The bungling by MI5 and MI6.  When three children show up at Gatwick Airport and purchase one-way tickets to Turkey, shouldn’t someone ask questions about security, or even common decency? When three girls spend several days in a bus station in Turkey waiting to meet child smugglers, known to the Canadian secret service, and presumably, therefore, the British intelligence service, shouldn’t they have stopped him? Arrested him?

What if fifteen-year-old Shane MacGowan joined the IRA and hadn’t swapped his white England—until I die—shirt with the three lions for the green of Ireland, and instead of wailing about the New York drunk tank with national treasure Kirsty MacColl?

Every Celtic match supporters sings pro-IRA songs. Listen in.  Every Rangers’ match, until they were repeatedly fined by UEFA on an escalating scale they’d be ‘Up to their knees in Fenian blood. Surrender or you die’. Historically, they favoured the die option.  When I heard about the Brighton bombing, my only regret was they didn’t get Thatcher. ‘Ding-Dong the witch is dead,’ was a tweet when she died. By then I felt sorry for her, she’d Alzheimer’s disease. I could change my mind. But I was largely indifferent. The damage was done. I’d new hate figures in the Laurel and Hardy of British politics, Cameron and Osborne. The moron’s moron and 45th American President. Boris Johnston and all his lies and likes.

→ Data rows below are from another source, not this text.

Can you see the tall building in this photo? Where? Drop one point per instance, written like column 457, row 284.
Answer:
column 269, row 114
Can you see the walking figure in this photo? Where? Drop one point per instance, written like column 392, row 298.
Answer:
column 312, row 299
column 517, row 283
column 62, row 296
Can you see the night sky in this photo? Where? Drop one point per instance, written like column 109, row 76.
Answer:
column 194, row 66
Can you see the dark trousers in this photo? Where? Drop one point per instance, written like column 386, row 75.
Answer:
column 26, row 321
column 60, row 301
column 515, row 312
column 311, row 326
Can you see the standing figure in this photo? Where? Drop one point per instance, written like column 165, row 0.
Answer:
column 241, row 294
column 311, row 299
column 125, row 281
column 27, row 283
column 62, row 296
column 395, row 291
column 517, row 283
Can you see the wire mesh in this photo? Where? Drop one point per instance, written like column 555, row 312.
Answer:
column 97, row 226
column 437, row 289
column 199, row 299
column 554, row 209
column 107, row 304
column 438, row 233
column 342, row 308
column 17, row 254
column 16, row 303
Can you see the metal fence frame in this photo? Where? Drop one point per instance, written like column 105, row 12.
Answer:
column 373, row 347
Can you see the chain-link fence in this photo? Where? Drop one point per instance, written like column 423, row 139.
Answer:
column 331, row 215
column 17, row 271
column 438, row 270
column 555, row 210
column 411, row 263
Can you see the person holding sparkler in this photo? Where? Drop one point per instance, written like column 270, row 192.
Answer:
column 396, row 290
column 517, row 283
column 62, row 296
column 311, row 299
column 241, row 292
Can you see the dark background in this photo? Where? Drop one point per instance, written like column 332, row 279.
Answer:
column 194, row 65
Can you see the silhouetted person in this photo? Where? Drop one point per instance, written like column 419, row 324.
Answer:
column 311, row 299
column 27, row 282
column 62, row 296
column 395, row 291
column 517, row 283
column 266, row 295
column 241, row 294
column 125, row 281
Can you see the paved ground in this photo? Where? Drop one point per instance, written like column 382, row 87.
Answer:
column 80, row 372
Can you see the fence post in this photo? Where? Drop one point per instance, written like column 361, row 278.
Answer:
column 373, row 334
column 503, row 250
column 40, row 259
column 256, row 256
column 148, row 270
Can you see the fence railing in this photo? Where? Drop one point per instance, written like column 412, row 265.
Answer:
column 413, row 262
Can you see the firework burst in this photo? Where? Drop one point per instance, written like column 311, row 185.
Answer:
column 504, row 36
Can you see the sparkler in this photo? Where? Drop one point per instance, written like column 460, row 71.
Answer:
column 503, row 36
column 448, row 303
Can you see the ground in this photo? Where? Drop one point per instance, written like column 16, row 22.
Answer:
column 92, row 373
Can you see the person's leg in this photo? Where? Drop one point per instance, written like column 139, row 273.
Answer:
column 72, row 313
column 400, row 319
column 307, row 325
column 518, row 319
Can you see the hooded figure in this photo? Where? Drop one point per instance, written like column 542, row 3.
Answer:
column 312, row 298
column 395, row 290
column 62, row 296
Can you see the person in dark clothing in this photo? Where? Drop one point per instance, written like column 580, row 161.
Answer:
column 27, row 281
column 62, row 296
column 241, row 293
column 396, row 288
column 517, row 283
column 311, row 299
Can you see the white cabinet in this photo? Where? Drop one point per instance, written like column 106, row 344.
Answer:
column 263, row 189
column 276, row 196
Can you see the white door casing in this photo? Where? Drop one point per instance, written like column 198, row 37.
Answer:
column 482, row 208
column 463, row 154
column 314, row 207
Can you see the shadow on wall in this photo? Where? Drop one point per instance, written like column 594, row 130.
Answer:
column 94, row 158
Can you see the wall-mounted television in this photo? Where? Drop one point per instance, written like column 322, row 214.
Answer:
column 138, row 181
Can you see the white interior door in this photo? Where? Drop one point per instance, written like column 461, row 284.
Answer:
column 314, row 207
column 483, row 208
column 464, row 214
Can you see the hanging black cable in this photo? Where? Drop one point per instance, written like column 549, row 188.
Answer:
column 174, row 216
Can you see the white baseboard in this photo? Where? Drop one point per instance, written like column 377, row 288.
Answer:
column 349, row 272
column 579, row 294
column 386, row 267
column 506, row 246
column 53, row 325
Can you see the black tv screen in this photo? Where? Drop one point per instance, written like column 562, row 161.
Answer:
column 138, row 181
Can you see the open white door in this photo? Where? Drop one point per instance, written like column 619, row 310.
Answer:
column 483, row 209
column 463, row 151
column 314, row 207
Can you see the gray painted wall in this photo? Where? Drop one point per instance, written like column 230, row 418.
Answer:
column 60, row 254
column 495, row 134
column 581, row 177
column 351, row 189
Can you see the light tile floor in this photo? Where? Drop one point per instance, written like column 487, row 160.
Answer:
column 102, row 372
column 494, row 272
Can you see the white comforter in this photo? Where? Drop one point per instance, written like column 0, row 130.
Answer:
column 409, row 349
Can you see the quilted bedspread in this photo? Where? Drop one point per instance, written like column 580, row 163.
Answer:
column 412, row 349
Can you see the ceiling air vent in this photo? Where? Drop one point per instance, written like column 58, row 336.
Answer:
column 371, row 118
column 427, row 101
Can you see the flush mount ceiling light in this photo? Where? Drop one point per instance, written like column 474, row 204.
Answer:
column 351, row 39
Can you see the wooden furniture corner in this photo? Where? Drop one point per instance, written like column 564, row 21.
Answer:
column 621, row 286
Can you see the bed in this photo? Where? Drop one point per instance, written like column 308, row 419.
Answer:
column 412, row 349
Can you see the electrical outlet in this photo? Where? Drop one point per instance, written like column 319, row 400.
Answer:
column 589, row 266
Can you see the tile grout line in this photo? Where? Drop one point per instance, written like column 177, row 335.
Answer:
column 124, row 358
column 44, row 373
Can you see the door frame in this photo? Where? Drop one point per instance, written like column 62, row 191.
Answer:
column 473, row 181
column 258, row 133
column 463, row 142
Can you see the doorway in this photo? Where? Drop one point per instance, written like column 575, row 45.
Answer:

Shamima Begum is not allowed to change her mind, or that shows she’s lying. Even changing her clothes makes her suspect. I feel sorry for her. She wants to come back and live in Great Britain, where she was born. I’d let her, but I’m indifferent. If you want to get worked up about that I don’t really care about that either. As a rule of thumb, whatever position the moron’s moron and Nigel Farage unofficial leader of the Tory Party takes, I take the opposite view. What about you?

Notes: 

At 15, Shamima Begum left London to join the terror group Islamic State. It made global headlines. She and her two friends became known as the Bethnal Green Girls. Four years later, pregnant with her third child, Begum emerged from the ashes of the so-called caliphate, desperate to come home. But she showed little remorse for her time with the group. The British government decided she was a threat and took away her citizenship, leaving her in a Syrian prison camp. Her lawyers claim she is a victim of trafficking and should be allowed to return to the UK.

For the first time, she’s given her account of what happened since 2014 to investigative journalist Josh Baker. He’s been following her story since the day she left, trying to understand what really happened. For more than a year, he’s retraced her journey, piecing together where she went, who she met and what she did while she was living with IS to try and find out the truth about Shamima Begum’s story.